= Rangi Royal =

New Zealand leader, sportsman (1896–1965)

Te Rangiātaahua Kiniwē Royal (23 August 1896 – 8 July 1965) was a notable New Zealand tribal leader, land officer, Māori welfare officer, soldier, and sportsman.

== Biography ==
Of Māori descent, Royal identified with the Ngāti Raukawa and Ngāti Tamaterā iwi. He was born the seventh of ten children in Muhunoa, Manawatū, New Zealand, in 1896. In 1912, he became the country's first Māori scoutmaster.

While living in Rotorua, Royal enlisted in 1917 and achieved the rank of lieutenant before being discharged in May 1919. He was involved in various sports and was married in August 1921.

He reenlisted in 1939 and finished training with the rank of captain within the newly formed Maori battalion before seeing service in Greece, Crete, and Libya. He led several rearguard actions during the chaotic defence of Greece.

During the Battle of Crete, leading two companies of the Māori Battalion, he overran the advance of I Battalion, 141st Gebirgsjäger Regiment allowing the 5th New Zealand Brigade to escape. Once everyone was safe, he led a retreat 24 miles (39 km), with only two men to be killed, and eight wounded, all of who later recovered. He was awarded the Military Cross for service in Crete.
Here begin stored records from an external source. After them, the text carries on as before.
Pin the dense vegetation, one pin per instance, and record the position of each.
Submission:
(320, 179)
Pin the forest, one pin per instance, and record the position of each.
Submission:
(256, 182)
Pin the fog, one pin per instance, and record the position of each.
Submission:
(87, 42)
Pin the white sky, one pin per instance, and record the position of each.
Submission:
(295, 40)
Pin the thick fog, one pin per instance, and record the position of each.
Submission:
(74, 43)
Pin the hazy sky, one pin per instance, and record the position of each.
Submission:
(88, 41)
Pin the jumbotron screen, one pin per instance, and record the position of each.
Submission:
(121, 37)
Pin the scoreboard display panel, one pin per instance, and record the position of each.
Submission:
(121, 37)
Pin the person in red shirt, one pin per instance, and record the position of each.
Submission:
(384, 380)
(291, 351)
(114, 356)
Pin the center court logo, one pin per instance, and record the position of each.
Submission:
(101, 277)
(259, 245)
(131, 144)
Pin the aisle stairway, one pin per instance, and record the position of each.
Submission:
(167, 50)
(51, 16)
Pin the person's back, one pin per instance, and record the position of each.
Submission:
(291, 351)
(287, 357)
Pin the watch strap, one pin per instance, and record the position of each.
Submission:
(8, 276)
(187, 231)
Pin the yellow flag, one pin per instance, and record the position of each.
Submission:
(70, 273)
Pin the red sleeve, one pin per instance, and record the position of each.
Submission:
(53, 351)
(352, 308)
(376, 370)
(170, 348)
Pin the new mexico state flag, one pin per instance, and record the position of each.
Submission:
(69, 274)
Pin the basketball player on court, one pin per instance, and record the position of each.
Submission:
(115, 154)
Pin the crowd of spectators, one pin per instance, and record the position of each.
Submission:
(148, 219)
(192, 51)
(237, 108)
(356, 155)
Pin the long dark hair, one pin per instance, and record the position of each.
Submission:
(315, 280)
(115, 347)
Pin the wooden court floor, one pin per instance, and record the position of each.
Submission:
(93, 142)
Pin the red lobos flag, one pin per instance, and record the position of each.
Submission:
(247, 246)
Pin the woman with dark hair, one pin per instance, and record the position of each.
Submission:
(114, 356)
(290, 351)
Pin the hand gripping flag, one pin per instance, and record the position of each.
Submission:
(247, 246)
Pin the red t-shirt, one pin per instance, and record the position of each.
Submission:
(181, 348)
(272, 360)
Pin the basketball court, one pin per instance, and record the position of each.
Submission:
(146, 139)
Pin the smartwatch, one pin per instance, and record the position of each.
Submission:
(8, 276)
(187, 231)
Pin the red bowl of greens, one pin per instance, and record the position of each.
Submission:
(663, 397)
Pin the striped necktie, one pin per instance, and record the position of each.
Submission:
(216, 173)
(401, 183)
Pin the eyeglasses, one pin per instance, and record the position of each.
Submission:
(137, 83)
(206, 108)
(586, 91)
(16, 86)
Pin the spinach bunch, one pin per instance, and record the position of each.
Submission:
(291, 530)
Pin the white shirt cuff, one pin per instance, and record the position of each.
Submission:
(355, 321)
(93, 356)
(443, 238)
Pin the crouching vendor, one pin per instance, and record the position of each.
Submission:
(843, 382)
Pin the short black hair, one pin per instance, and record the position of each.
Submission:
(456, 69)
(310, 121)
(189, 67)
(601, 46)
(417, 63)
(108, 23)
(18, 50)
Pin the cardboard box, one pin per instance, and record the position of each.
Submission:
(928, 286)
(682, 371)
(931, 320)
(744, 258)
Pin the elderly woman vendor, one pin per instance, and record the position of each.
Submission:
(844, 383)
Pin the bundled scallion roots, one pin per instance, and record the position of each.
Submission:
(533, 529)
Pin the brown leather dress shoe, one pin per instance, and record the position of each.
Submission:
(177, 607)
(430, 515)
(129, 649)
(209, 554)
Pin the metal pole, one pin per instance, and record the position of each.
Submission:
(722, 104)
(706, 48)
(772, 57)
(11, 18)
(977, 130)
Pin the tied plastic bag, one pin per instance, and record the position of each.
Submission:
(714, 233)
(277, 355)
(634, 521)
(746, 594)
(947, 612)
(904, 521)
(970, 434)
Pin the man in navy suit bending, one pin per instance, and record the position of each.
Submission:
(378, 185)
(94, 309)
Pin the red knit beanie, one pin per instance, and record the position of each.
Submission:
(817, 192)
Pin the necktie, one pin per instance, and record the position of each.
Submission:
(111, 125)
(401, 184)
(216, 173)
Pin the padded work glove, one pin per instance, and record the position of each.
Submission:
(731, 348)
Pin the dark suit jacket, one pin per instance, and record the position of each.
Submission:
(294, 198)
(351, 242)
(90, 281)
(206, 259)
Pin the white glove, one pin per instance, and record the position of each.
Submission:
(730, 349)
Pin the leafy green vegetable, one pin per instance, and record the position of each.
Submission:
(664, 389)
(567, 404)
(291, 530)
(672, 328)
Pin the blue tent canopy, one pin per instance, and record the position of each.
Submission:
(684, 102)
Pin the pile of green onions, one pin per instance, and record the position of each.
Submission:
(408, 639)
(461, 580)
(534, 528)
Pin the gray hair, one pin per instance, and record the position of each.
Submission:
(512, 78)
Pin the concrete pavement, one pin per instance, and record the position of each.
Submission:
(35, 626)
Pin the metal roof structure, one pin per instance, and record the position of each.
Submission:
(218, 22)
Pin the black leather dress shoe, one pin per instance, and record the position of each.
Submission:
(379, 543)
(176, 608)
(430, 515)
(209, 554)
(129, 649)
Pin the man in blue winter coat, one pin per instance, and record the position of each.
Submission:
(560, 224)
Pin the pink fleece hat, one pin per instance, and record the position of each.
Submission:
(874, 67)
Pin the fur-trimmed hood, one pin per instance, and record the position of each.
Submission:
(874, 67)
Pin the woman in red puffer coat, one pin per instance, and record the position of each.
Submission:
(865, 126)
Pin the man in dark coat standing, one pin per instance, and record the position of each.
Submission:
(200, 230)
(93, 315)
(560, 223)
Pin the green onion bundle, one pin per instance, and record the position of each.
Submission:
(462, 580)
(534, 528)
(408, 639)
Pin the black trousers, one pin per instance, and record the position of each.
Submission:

He was wounded in Libya, earning him a bar for the MC. He later returned to help with training in New Zealand, and was discharged in 1944 having achieved the rank of major and worked in Maori welfare until he retired in 1956. In 1953, Royal was awarded the Queen Elizabeth II Coronation Medal. In the 1964 New Year Honours, he was appointed an Officer of the Order of the British Empire, for services to the Māori people.

He was survived by his wife, Irihapeti (Elizabeth) Te Puhi-o-Rākaiora Taiaroa (known as Puhi), "three daughters and two sons. Both sons served overseas, one in the Air Force, the other in the last reinforcement to the Maori Battalion".